Wednesday, 11 April 2012

Ethnicity, State and Democracy in Southern Africa: a historical perspective on rural-based nationalities

by Michael Neocosmos, 1994 (revised in 1998)

This paper constitutes an attempt to make some sense out of the vexed question of ethnicity in the context of a democratizing Southern Africa and in Southern Africa alone, although several of my observations may also be valid, with little or no modification, for other parts of the continent. Its objectives are limited to making some general observations on the historical development of ethnic groups, most of which I prefer to call nationalities for reasons which I shall make clear below.
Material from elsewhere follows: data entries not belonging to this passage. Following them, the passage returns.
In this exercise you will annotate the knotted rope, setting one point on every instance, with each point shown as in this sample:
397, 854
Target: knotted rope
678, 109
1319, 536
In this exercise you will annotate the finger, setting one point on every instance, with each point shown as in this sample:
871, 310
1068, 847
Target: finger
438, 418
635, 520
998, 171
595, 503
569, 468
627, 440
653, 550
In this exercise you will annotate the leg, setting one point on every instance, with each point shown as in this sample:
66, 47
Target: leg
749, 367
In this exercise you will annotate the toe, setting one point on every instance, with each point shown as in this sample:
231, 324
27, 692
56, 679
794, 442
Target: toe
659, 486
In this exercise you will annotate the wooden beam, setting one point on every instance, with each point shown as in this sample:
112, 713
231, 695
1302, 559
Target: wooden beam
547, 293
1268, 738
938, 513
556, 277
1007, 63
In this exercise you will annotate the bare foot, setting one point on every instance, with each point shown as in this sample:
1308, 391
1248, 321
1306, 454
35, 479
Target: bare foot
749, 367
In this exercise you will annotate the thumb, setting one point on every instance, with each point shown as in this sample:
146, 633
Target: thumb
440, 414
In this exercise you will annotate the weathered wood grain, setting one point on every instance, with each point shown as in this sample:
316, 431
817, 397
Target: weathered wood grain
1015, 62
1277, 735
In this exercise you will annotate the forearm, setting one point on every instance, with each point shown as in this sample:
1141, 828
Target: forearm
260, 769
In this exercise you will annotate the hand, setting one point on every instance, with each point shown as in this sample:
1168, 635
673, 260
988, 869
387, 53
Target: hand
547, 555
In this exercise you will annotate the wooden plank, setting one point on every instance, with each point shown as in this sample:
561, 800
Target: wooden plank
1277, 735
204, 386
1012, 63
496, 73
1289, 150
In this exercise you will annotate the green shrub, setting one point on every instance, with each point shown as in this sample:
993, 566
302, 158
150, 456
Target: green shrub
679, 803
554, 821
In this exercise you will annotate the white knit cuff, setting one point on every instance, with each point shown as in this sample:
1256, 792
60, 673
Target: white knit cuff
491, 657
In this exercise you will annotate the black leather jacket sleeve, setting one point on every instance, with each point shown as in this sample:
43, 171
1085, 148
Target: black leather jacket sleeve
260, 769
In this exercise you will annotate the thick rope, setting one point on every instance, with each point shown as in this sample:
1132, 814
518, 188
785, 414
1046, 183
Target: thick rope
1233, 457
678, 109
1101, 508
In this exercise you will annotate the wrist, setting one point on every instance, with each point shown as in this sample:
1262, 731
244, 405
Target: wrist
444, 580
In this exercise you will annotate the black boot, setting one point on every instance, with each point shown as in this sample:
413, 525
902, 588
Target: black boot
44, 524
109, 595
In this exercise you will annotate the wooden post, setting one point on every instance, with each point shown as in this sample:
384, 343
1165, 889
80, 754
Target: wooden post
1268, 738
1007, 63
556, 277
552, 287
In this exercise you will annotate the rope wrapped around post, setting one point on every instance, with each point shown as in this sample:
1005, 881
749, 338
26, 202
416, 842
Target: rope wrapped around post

Evidently, a discussion of the history of ethnicity presupposes that ethnic groups do have a history, something which I take to be axiomatic.  
I am not concerned with those viewpoints which deny a history to ethnicity by seeing so-called 'tribalism' as either inherent in African society or indeed as a simple left-over from pre-colonial times (primordialism). The evidence for such a history is overwhelming. At the same time, I attempt to move beyond the histories (nationalist and statist in persuasion) which see ethnicity as simply a creation of the colonial state and/or reactionary as a matter of principle. Unfortunately for such conceptions, 'tribalism' did not disappear under the conditions of independence in Africa. Rather the trend has been for post-colonial statism to smash any demonstration of popular ethnic opposition as a threat to national unity, irrespective of the content of the demands (whether democratic or undemocratic) of such opposition. In actual fact, the sanctification of national integrity by the post-colonial state has always been rather hypocritical, as the state ruled partly by giving different nationalities (or other groups such as party members) differential access to resources. Therefore, the national claims of the post-colonial state itself have often been dubious, a fact which goes some way towards explaining its insecurity in this regard.

This paper builds upon arguments on the political economy of rural relations in Southern Africa which I have developed at length elsewhere (Neocosmos, 1993a). In this work, rural working people were considered principally economically, as petty-commodity producers and labour migrants for example. While this is in essence a valid procedure as commodity relations, especially under monopoly conditions, did systematically transform their conditions of economic existence, their modes of livelihood operate within, and are only comprehensible in terms of a history which was constrained by nationality divisions. To give a simple example, access to land (the main means of economic reproduction), is acquired generally through a chief or another state institution (such as land boards in Botswana for example) and provided only to members of an 'ethnic community', not to 'strangers'; in addition it is provided within a cultural context and thus its provision is governed by cultural prescriptions.